I slightly modified the code to use a test UID. Also, as you had suggested in your comments changed the “a-f” to “d+” since all of the UID’s will be numbers only.
rule "Graylog Web Access User Convert"
when
contains(to_string($message.message),"UID=")
then
// create a local to make it slightly less intensive to work with
let robin = to_string($message.message);
// replace the number that follows UID= with USER_NOT_FOUND
let batman = regex_replace("(?<=UID\\=)(?>\\d+)",robin,"USER_NOT_FOUND",false);
let batman = replace(robin, "1914600003", "steveno");
let batman = replace(robin, "100100110010011001001", "tad.sherrill");
let batman = replace(robin, "987324e32874ff32892b2829", "steven.o");
// replace the numbers that follows UID= with USER_NOT_FOUND
let batman = regex_replace("(?<=UID\\=)(?>\\d+)",robin,"USER_NOT_FOUND",false);
set_field("message",batman);
end
It is replacing the UID with USER_NOT_FOUND directly inline on the message which is what we had hoped for, but now just need to understand why it doesn’t identify the UID and replace it with the matching username as expected.
Ah, I think we’re in business now!

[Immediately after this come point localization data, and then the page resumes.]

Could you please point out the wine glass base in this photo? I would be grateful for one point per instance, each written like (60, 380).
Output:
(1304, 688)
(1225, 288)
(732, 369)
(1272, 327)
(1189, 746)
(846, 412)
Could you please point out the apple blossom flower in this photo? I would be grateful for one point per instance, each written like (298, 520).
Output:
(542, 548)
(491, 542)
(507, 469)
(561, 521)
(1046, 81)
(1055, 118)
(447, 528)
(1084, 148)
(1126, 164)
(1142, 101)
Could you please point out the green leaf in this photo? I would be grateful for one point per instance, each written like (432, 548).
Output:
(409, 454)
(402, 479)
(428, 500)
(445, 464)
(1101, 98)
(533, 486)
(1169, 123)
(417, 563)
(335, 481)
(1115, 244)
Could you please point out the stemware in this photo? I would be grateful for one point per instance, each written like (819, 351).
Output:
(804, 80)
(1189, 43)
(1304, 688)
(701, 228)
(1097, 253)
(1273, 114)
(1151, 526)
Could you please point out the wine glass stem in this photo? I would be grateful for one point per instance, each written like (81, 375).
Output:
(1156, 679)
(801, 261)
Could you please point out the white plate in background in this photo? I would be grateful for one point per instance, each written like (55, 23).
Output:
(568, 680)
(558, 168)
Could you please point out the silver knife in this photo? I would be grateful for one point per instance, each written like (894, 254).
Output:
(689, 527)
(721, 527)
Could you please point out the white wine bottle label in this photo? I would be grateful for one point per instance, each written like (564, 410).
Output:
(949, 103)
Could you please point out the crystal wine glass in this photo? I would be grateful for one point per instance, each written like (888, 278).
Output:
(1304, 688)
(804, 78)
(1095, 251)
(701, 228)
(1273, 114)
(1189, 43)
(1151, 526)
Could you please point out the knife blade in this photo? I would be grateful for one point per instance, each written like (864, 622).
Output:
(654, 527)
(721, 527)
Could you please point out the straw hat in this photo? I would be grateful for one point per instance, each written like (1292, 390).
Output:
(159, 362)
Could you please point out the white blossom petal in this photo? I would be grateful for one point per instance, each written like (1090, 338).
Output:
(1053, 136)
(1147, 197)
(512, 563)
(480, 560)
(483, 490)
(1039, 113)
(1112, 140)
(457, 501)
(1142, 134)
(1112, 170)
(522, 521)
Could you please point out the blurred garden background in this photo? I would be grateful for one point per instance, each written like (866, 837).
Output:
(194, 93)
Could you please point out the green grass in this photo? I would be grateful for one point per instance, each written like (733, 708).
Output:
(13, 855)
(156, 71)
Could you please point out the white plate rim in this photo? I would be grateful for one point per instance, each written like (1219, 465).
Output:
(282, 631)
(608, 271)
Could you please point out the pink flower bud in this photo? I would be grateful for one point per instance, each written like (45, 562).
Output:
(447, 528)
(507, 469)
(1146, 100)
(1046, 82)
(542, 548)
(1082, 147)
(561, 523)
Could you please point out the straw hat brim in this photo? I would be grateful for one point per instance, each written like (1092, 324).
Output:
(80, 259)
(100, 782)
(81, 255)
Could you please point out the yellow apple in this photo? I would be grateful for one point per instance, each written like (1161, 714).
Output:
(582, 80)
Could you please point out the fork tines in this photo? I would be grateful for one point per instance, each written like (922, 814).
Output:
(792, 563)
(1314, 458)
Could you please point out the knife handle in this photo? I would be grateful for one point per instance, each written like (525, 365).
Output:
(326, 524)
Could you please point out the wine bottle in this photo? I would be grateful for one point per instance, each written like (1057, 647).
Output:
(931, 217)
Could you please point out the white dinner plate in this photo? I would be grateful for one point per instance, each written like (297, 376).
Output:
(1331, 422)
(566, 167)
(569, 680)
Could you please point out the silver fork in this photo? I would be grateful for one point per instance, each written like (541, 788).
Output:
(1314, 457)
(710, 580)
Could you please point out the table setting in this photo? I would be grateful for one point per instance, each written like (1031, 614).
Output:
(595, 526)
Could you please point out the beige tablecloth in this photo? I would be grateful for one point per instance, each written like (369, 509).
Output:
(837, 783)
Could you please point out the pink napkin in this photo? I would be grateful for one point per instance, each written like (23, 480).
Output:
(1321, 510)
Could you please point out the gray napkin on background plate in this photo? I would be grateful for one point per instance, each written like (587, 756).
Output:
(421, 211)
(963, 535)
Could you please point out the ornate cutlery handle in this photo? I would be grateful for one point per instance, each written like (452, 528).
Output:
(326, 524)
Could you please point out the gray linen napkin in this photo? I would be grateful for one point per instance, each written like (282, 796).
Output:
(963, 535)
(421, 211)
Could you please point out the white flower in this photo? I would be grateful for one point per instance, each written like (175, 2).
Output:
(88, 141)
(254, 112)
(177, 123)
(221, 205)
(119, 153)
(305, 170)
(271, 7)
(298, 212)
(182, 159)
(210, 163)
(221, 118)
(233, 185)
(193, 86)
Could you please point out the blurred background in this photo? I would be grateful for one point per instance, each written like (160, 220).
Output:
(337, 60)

It seems we needed to set “robin” instead of “batman” in the second section.
rule "Graylog Web Access User Convert"
when
contains(to_string($message.message),"UID=")
then
// create a local to make it slightly less intensive to work with
let robin = to_string($message.message);
// replace the number that follows UID= with USER_NOT_FOUND
let batman = regex_replace("(?<=UID\\=)(?>\\d{10})",robin,"USER_NOT_FOUND",false);
let robin = replace(robin,"1914600003", "steveno");
// let batman = replace(robin, "1914600003", "steveno");
// let batman = replace(robin, "100100110010011001001", "tad.sherrill");
// let batman = replace(robin, "987324e32874ff32892b2829", "steven.o");
// replace the numbers that follows UID= with USER_NOT_FOUND
let batman = regex_replace("(?<=UID\\=)(?>\\d{10})",robin,"USER_NOT_FOUND",false);
set_field("message",batman);
end
I messed up - take out the first “user not found” that deletes the number you are looking for and screws the whole thing up! - I had deleted it in my test but messed up on the one I pasted in!!! so it should be:
rule "Graylog Web Access User Convert"
when
contains(to_string($message.message),"UID=")
then
// create a local to make it slightly less intensive to work with
let robin = to_string($message.message);
let batman = replace(robin, "1914600003", "steveno");
let batman = replace(robin, "100100110010011001001", "tad.sherrill");
let batman = replace(robin, "987324e32874ff32892b2829", "steven.o");
// changed the number of digits count to be required between 6 and 10 {6,10}
let batman = regex_replace("(?<=UID\\=)(?>\\d{6,10})",robin,"USER_NOT_FOUND",false);
set_field("message",batman);
end
Thanks tmacgbay - that makes sense, when I update the code it still reports USER_NOT_FOUND unless I change the line
let batman = replace(robin, “1914600003”, “steveno”);
to
let robin = replace(robin, “1914600003”, “steveno”);
Here’s the rule in its entirety
rule "Graylog Web Access User Convert"
when
contains(to_string($message.message),"UID=")
then
// create a local to make it slightly less intensive to work with
let robin = to_string($message.message);
let batman = replace(robin,"1914600003", "steveno");
// let batman = replace(robin, "100100110010011001001", "tad.sherrill");
// let batman = replace(robin, "987324e32874ff32892b2829", "steven.o");
// replace the numbers that follows UID= with USER_NOT_FOUND
let batman = regex_replace("(?<=UID\\=)(?>\\d{6,10})",robin,"USER_NOT_FOUND",false);
set_field("message",batman);
end
This solution does exactly what we needed. Your time and patience was appreciated. We’ve decided to forgo the “USER_NOT_FOUND” as it’s probably better to have it to show the UID anyway so that we can identify the user manually if we haven’t updated the table yet.